Expanding the product, and after some algebra: $$ g(z) = \frac{1}{2} \left(\frac{\sqrt{1-4 z}-1}{z}+\frac{1}{\sqrt{1-4 z}}+1\right) $$ Using generalized binomial theorem: $$ [z]^n g(z) = \frac{1}{2} \left( \delta_{n,0} + \binom{1/2}{n+1} (-4)^{n+1} + \binom{-1/2}{n} (-4)^n \right) $$ Using $$ \begin{eqnarray} \binom{-1/2}{n} - 4 \binom{1/2}{n+1} &=& \frac{\Gamma(1/2)}{n! \Gamma(1/2-n)} - \frac{\Gamma(3/2)}{(n+1)! \Gamma(1/2-n)} \\ &=& (-1)^n (n-1) \frac{\Gamma(1/2+n) \Gamma(n+1)}{\Gamma(1/2) (n+1)!n!} \\ &=& (-1)^n (n-1) \frac{(2n)!}{4^n (n+1)!n!} \\ &=& (-1)^n \frac{(2n-1)!}{2 \cdot 4^{n-1} (n+1)!(n-2)!} = 2 \cdot \frac{(-1)^n}{4^n} \cdot \binom{2n-1}{n+1} \end{eqnarray} $$ Hence, using Iverson's bracket: $$ [z]^n g(z) = \binom{2n-1}{n+1} \left[ n \ge 2 \right] $$

Answer 3

It’s not necessary to use the generalized binomial theorem and the gamma function.

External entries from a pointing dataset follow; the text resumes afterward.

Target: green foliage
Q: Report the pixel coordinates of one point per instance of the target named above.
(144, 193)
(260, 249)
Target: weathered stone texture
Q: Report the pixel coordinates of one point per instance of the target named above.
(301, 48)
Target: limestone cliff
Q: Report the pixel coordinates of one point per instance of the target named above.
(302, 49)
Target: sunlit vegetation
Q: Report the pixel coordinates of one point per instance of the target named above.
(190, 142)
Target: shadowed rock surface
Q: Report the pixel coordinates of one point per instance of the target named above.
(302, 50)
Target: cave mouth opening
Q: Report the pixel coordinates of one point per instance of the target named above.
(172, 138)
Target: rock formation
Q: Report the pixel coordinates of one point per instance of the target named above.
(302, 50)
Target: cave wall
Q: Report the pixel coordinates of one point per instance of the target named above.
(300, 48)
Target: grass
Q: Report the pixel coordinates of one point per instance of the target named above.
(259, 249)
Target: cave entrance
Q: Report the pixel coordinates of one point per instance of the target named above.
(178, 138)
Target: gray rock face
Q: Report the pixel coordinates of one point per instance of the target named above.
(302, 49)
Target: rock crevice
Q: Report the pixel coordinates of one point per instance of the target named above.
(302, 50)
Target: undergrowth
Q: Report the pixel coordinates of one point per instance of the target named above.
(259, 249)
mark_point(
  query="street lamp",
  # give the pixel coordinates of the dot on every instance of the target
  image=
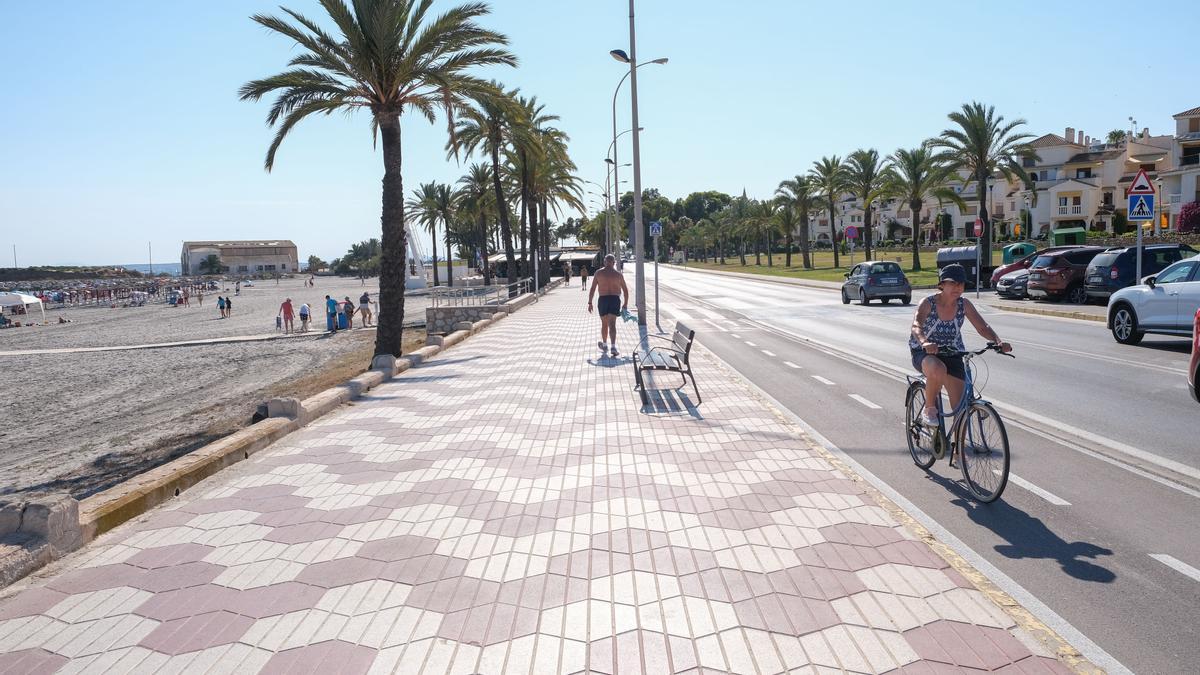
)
(631, 59)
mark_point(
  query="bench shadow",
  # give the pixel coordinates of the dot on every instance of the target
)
(1029, 537)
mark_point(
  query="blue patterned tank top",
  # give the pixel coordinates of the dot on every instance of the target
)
(947, 334)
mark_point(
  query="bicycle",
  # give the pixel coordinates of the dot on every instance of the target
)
(977, 435)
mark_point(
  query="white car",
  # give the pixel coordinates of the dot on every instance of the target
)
(1164, 304)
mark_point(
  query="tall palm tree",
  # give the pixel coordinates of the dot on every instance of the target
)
(915, 175)
(829, 177)
(984, 144)
(801, 193)
(387, 57)
(864, 178)
(423, 209)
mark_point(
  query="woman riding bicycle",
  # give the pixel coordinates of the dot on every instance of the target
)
(939, 326)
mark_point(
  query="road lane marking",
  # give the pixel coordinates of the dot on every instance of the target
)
(1044, 494)
(865, 402)
(1177, 565)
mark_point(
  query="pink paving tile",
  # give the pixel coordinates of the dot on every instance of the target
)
(30, 602)
(169, 556)
(198, 632)
(333, 656)
(965, 645)
(30, 662)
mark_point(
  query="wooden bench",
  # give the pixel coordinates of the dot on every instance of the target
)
(673, 357)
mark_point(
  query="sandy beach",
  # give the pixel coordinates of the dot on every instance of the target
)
(88, 420)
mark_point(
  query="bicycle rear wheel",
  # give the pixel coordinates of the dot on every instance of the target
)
(921, 437)
(983, 452)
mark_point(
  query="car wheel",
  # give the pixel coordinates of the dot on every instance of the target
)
(1125, 326)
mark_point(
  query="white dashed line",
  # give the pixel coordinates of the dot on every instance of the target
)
(865, 402)
(1177, 565)
(1044, 494)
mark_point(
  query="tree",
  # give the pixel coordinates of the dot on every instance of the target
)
(915, 175)
(388, 57)
(828, 175)
(801, 193)
(984, 144)
(864, 178)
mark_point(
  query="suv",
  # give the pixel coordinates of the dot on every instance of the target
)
(876, 279)
(1165, 304)
(1024, 263)
(1115, 269)
(1060, 275)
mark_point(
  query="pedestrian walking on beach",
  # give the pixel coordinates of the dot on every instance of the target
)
(365, 308)
(304, 317)
(611, 285)
(286, 312)
(331, 314)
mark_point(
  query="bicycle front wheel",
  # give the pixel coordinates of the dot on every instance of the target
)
(983, 452)
(921, 437)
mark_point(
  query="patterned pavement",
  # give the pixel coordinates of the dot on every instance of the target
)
(510, 507)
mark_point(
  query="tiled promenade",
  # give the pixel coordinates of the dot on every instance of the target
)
(509, 507)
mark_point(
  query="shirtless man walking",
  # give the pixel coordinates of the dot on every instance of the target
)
(611, 285)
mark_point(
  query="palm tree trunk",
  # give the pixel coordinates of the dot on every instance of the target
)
(505, 228)
(389, 335)
(915, 205)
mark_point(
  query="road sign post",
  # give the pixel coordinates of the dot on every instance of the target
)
(1140, 209)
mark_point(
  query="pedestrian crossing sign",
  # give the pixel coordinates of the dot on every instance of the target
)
(1141, 207)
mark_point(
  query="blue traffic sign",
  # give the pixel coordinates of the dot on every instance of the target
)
(1141, 207)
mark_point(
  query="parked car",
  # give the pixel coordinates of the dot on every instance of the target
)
(1116, 268)
(1060, 275)
(1194, 365)
(1165, 304)
(1014, 285)
(1024, 263)
(876, 280)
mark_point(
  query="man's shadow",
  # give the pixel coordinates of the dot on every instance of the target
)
(1029, 537)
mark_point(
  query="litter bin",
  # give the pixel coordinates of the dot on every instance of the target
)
(1014, 252)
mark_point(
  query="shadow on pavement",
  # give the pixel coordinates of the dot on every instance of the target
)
(1029, 537)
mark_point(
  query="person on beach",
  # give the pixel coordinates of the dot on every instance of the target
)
(365, 308)
(286, 312)
(331, 312)
(611, 285)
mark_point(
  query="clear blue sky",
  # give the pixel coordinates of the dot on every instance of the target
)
(120, 121)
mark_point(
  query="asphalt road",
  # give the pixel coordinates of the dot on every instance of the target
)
(1098, 531)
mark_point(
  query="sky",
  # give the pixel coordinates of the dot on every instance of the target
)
(120, 129)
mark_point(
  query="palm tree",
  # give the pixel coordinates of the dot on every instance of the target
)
(801, 195)
(828, 177)
(864, 178)
(915, 175)
(423, 209)
(984, 144)
(388, 57)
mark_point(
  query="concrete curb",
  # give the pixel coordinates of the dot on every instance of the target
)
(37, 532)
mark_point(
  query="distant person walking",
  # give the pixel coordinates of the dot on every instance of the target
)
(365, 308)
(611, 285)
(331, 314)
(286, 312)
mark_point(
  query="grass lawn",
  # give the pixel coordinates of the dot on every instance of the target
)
(823, 269)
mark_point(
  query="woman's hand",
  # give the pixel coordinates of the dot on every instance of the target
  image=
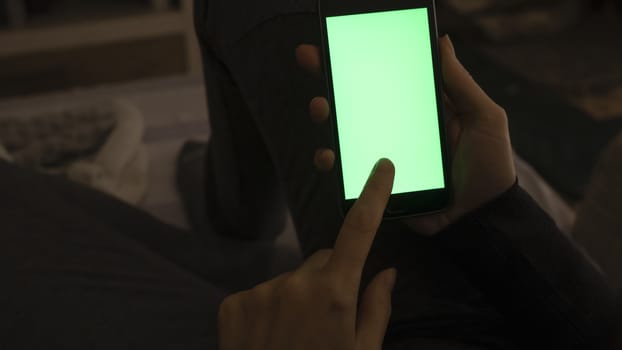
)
(317, 306)
(478, 136)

Let $$g(x)=\frac12\left(\frac1{\sqrt{1-4x}}-1\right) \left(\frac{1-\sqrt{1-4x}}{2x}-1\right)$$ and $u=\sqrt{1-4x}$. Then

$$\begin{align*} g(x)&= \frac12\left(\frac1u-1\right)\left(\frac{1-u}{2x}-1\right)\\ &=\frac12\left(\frac{1-u}{2xu}-\frac{1-u}{2x}-\frac1u+1\right)\\ &=\frac12\left(\frac1{2xu}-\frac1x+\frac{u}{2x}-\frac1u+1\right)\\ &=\frac12\left(\frac{1+u^2}{2xu}-\frac1x-\frac1u+1\right)\\ &=\frac12\left(\frac{1-2x}{xu}-\frac1x-\frac1u+1\right)\\ &=\frac12\left(\frac1{xu}-\frac1x-\frac3u+1\right)\\ &=\frac12\left(\frac1x\left(\frac1u-1\right)+1-\frac3u\right)\\ &=\frac12\left(\sum_{k\ge 1}\binom{2k}k x^{k-1}+1-3\sum_{k\ge 0}\binom{2k}k x^k\right)\\ &=\frac12\left(1+\sum_{k\ge 0}\left(\binom{2k+2}{k+1}-3\binom{2k}k\right)x^k\right)\\ &=\frac12\sum_{k\ge 2}\left(\binom{2k+2}{k+1}-3\binom{2k}k\right)x^k. \end{align*}$$

Now

$$\begin{align*} \binom{2k+2}{k+1}-3\binom{2k}k&=\binom{2k+1}k+\binom{2k+1}{k+1}-3\binom{2k}k\\ &=\binom{2k+1}k+\binom{2k}k+\binom{2k}{k-1}-3\binom{2k}k\\ &=\binom{2k+1}k+\binom{2k}{k+1}-2\binom{2k}k\\ &=\binom{2k}{k-1}+\binom{2k}k+\binom{2k}{k+1}-2\binom{2k}k\\ &=\binom{2k}{k-1}-\binom{2k}k+\binom{2k}{k+1}\\ &=\binom{2k}{k-1}-\binom{2k}k+\binom{2k-1}k+\binom{2k-1}{k+1}\\ &=\binom{2k}{k-1}-\binom{2k-1}{k-1}-\binom{2k-1}k+\binom{2k-1}k+\binom{2k-1}{k+1}\\ &=\binom{2k}{k-1}-\binom{2k-1}{k-1}+\binom{2k-1}{k+1}\\ &=\binom{2k-1}{k-2}+\binom{2k-1}{k+1}\\ &=2\binom{2k-1}{k-2}, \end{align*}$$

so $\displaystyle[x^k]g(x)=\binom{2k-1}{k-2}$, as desired.